If anyone could help me with this, it would be greatly appreciated, thanks.
• Jul 26th 2011, 01:38 AM
FernandoRevilla
Re: Finding the area between two functions.
Quote:

Originally Posted by johnsy123
-When inputting the two functions into an integral equation, should i take them away? multiply them? or......... i have been taking them away.

$\displaystyle A=\int_{-1}^2|\sqrt{9-x}-(x+3)|\;dx=$

$\displaystyle \int_{-1}^0(\sqrt{9-x}-x-3)\;dx+\int_{0}^2(x+3-\sqrt{9-x})\;dx=\ldots$
• Jul 26th 2011, 05:11 AM
Prove It
Re: Finding the area between two functions.
http://i22.photobucket.com/albums/b3...n/integral.jpg

The area you are trying to evaluate is the combined pink and blue regions.

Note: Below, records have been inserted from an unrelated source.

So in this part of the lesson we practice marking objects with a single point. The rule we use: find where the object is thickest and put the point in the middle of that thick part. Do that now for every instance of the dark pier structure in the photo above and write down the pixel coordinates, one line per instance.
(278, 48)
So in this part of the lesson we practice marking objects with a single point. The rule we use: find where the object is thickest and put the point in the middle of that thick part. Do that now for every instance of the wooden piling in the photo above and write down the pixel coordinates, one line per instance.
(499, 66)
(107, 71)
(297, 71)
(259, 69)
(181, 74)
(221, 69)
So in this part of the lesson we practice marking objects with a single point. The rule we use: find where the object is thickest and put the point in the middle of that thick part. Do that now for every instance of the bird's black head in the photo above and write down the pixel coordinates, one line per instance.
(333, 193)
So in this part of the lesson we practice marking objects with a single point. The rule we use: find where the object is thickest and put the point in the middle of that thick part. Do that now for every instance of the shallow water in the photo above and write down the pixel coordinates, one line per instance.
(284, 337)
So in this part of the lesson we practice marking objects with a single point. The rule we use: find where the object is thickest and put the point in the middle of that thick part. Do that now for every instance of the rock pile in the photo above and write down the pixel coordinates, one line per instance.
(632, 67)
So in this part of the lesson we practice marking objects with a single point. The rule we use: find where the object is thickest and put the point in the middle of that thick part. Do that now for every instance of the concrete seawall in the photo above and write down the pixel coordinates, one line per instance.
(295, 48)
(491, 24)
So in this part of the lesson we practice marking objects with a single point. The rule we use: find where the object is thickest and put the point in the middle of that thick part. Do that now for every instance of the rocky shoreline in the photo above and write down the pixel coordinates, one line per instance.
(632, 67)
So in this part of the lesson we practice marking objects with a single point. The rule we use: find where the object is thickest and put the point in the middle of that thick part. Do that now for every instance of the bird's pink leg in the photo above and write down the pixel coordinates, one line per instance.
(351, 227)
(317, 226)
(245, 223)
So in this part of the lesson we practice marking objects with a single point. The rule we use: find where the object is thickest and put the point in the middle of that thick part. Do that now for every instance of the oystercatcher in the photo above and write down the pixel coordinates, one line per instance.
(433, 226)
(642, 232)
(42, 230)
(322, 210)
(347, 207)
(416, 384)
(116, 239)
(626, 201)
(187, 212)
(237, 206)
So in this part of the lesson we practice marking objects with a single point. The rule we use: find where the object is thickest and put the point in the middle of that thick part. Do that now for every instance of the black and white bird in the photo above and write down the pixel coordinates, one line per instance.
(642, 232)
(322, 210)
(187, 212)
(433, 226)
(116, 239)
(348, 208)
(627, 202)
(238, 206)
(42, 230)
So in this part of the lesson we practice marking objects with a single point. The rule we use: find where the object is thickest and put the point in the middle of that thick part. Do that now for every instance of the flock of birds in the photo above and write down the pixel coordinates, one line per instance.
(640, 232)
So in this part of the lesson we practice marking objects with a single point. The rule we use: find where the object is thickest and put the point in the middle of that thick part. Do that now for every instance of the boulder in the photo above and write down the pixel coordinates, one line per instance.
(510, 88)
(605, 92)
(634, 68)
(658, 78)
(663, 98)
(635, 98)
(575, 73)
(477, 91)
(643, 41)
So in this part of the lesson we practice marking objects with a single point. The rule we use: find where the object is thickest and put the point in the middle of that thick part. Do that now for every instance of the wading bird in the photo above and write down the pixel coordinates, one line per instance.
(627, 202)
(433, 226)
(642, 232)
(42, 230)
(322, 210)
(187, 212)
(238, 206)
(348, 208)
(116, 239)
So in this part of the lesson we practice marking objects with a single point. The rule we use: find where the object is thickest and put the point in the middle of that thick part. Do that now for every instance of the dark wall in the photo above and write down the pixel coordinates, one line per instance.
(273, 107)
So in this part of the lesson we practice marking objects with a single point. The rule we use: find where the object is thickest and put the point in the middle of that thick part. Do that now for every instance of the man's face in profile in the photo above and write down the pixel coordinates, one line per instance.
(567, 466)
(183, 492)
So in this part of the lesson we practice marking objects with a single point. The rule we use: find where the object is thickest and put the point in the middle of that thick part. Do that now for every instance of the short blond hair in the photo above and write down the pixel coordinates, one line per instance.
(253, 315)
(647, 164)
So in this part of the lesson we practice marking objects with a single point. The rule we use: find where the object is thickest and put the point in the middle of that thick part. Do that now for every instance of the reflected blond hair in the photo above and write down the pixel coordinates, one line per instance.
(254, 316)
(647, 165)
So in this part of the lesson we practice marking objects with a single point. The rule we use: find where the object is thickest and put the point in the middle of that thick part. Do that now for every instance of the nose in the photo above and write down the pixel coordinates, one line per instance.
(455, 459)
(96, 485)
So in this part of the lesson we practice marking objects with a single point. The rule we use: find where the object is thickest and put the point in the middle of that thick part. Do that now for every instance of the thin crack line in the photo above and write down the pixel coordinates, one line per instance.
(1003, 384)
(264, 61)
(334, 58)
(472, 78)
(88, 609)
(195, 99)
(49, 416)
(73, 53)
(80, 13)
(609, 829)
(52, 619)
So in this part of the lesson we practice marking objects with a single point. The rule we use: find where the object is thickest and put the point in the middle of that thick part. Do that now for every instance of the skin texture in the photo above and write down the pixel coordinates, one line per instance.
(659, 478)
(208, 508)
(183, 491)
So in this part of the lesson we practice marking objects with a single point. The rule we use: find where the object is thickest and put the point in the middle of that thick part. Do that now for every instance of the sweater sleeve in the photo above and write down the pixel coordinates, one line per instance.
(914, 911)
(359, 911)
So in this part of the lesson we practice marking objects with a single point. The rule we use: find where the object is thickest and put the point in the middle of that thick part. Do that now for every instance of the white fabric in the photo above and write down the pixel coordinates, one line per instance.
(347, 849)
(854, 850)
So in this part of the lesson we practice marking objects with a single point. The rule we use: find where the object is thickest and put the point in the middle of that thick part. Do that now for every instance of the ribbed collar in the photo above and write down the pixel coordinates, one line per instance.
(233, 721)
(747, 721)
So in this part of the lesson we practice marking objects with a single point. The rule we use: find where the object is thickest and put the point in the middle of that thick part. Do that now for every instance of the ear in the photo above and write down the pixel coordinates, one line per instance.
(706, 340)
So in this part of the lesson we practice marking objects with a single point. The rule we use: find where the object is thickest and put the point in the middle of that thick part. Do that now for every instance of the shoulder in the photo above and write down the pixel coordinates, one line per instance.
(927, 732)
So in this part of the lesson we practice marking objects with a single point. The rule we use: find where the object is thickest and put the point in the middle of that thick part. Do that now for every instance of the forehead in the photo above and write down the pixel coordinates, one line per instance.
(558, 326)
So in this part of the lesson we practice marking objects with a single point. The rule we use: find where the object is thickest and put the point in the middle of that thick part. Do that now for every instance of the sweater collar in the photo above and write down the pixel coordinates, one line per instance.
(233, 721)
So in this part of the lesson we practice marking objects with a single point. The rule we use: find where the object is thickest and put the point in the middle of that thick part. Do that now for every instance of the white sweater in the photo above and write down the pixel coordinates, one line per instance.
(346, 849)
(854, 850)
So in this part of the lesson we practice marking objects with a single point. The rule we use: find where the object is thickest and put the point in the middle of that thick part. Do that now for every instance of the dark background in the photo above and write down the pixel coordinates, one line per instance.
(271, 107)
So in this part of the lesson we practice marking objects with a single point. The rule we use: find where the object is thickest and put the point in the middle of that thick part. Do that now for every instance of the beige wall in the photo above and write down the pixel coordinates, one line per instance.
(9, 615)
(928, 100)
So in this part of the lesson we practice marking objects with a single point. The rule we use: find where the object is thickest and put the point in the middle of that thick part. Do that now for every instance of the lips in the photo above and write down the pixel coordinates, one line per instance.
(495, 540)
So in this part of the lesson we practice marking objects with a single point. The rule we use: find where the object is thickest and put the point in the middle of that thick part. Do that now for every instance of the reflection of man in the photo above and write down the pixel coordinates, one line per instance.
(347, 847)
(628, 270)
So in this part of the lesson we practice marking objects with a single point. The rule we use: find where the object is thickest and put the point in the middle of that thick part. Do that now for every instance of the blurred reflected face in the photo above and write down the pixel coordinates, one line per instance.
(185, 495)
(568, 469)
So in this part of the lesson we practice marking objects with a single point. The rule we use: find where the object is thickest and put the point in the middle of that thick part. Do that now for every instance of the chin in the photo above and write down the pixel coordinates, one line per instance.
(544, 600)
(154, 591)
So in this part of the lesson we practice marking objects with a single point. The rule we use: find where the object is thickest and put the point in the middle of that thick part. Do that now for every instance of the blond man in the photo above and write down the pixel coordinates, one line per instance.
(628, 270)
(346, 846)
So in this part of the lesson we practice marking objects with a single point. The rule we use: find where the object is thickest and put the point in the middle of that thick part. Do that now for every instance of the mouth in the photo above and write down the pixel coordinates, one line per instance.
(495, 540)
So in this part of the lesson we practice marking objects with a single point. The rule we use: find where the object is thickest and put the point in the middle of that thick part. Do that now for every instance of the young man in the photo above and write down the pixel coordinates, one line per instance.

For the pink region, $\displaystyle \displaystyle y = \sqrt{9-x}$ is the greater function, so the area is $\displaystyle \displaystyle \int_{-1}^0{\sqrt{9-x}\,dx} - \int_{-1}^0{x + 3\,dx}$.

For the blue region, $\displaystyle \displaystyle y = x + 3$ is the greater function, so the area is $\displaystyle \displaystyle \int_0^2{x + 3\,dx} - \int_0^2{\sqrt{9-x}\,dx}$.